Before Japp leaves Poirot’s flat, the sleuth asks: ‘Have you any idea, my friend, whether Mr. And mrs. Davenheim occupied the same bedroom?’
Perhaps Japp should have a second thought before making a bet.
Billy Kellet (the tramp who tells the police that he found Mr. Davenheim’s ring)
The Twist: Mr. Davenheim is in Buenos Aires around the time Billy Kellet has been in jail.
10. The adventure of the Italian Nobleman
Plot: The housekeeper of Dr. Hawker flies into Poirot’s flat and finds her employer chatting with the host at night. Frantically she told the doctor about an urgent phone call she had received from Count Foscatini – something was amiss. No sooner has she finished than Poirot, Hastings and the other head for the count’s flat. The lift attendant tells them that the Count has had two gentlemen dining with him in his flat, but little did he know about the possibility of an ‘accident’ that had happened to the Italian man.
He is found dead, struck on the head by a marble statue. In the dining room Poirot sees meals for three; the food has been consumed but the coffees. According to his valet, two gentlemen of his country folks came to the flat the previous night on Tuesday and the Count then invited them to resume their discussion the next day during the dinner. The police, having acted based on this account, manage to catch one of the men before he left England. Yet he was let free as the Italian Ambassador vouches that the man had been with the Ambassador on Tuesday evening between eight and nine pm.
To Poirot the suspect says that he only came to see the Count on Tuesday morning for ‘some business.’ What kind of business which then killed him?
Signor Ascanio (Italian)
Dr. Hawker (the doctor – Poirot’s neighbour)
Graves (the valet/butler to Count Foscatini)
Robert – the lift attendant
The Twist: The curtain at Count Foscatini’s flat is not drawn and the coffees are left untouched on the night of the murder
11. The Case of The Missing Will
Plot: An orphan can acquire her late uncle’s fortune if she is able to find the missing will the uncle has written within a year.
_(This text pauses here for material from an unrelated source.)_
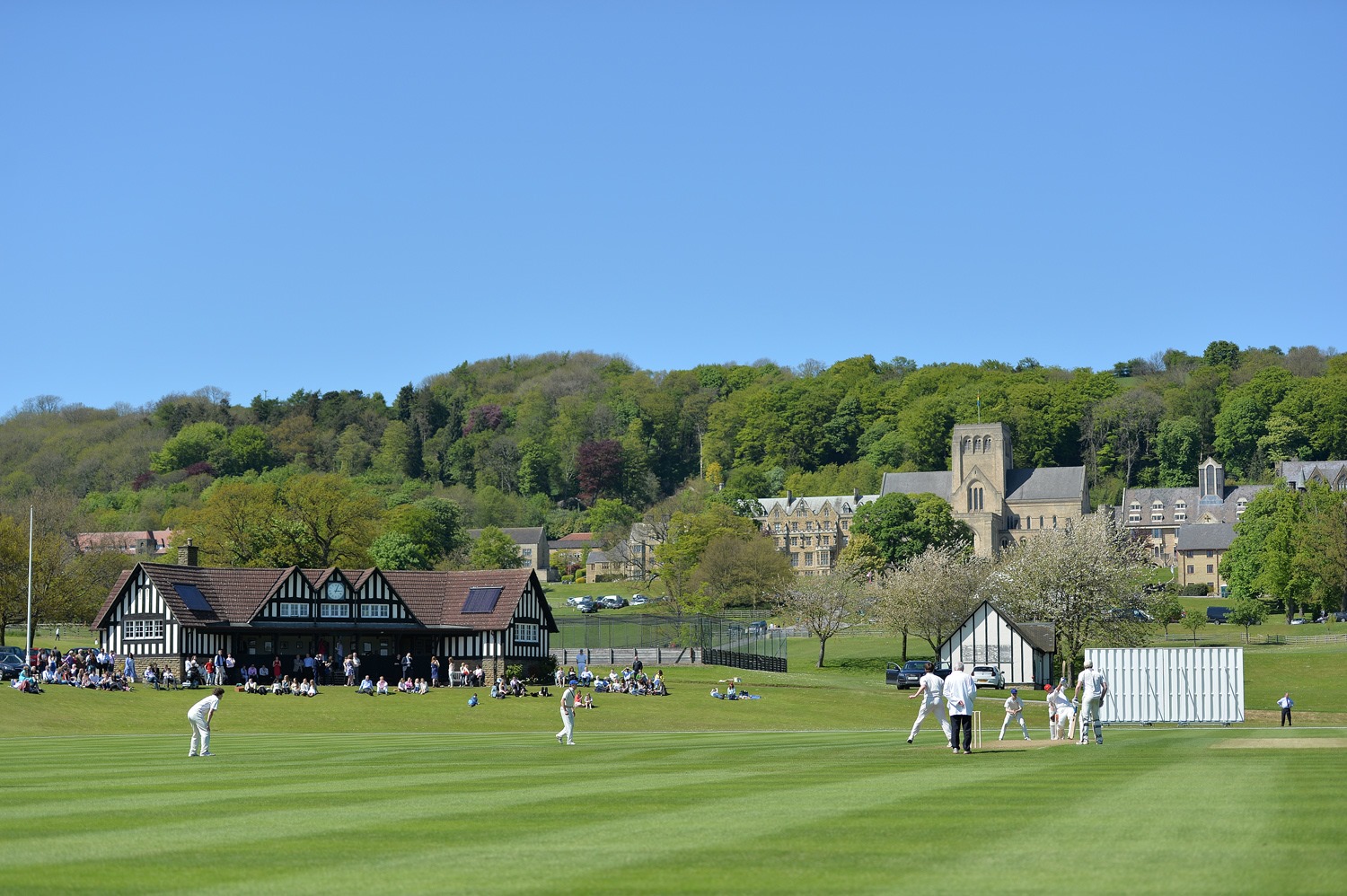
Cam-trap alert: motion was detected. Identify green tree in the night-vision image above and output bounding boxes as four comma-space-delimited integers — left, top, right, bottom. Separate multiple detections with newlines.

It is not actually missing but hidden in the house where the deceased used to live in Devon. For the reason, she commissions Poirot to find it.
In Crabtree Manor, the detective and Hastings are met by a husband and wife who look after the house. They say they signed the will three years ago in which their master had stated that he would leave everything to a hospital. Afterwards Andrew Marsh went out to the village to pay tradesmen’s books.
Furthermore, Poirot’s attention is drawn to a desk stands against the wall full of papers and are labelled. Attached to the key of the desk is a dirty envelope with words scrawled in crabby handwriting ‘key of roll-top desk.’ Interestingly, the wife mentions that two and a half years ago workmen had come to the house to do some repairs in the study. What for?
The Bakers (the caretakers at Crabtree Manor)
Violet Marsh (the beneficiary of Andrew Marsh’s will)
The Twist: Andrew Marsh uses a special ink to write his second will, of which following its discovery should overrule the first one signed by the Bakers.